Approvata la legge sul biotestamento in Fvg

A centrosinistra, invece, nessun dubbio: la Regione è nuovamente laboratorio di buone pratiche. Lo afferma il deputato Pd Ettore Rosato: «È una legge equilibrata, sono certo che non ci saranno motivi di opposizione del governo» Lo ribadisce il sindaco di Udine Furio Honsell: «La decisione del Consiglio regionale, dimostra grande attenzione alla persona, ai suoi bisogni e alle sue sensibilità anche nei momenti più difficili della vita». Parole che si aggiungono al consenso bipartisan dell’aula. Ma una parte del centrodestra non ci sta. Ferma restando la liberà di coscienza, dice Savino, «l’ambito di competenza non riconosce alla Regione la titolarità per intervenire su questo tema. L’ordinamento civile è infatti in esclusiva dello Stato e sulle Dat ci troviamo in assenza di una disciplina di principio». Il rischio, secondo la deputata forzista, è quello dell’illegittimità costituzionale.

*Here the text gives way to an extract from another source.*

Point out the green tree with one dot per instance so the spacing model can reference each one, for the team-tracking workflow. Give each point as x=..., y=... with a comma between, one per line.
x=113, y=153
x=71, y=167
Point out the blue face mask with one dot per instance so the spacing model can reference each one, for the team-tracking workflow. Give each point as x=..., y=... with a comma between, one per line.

E ancora: «Ritengo sia stata più un’operazione a uso e consumo di chi vuole fare bella figura appropriandosi di ben definiti meriti ideologici, anche se privi di concretezza». A voler essere concreti, insiste Savino, «visto che la nostra regione è l’unica del Nordest a non aver agganciato la ripresa, di priorità in agenda ce ne sarebbero anche altre». Quanto alle Dat, «sarebbe stato più utile pressare il legislatore nazionale, perché occupandosi di questi argomenti si rischia di dare linfa a quella narrazione che vede le Regioni come enti dove si praticano improduttivi, inutili e costosi esercizi di retorica».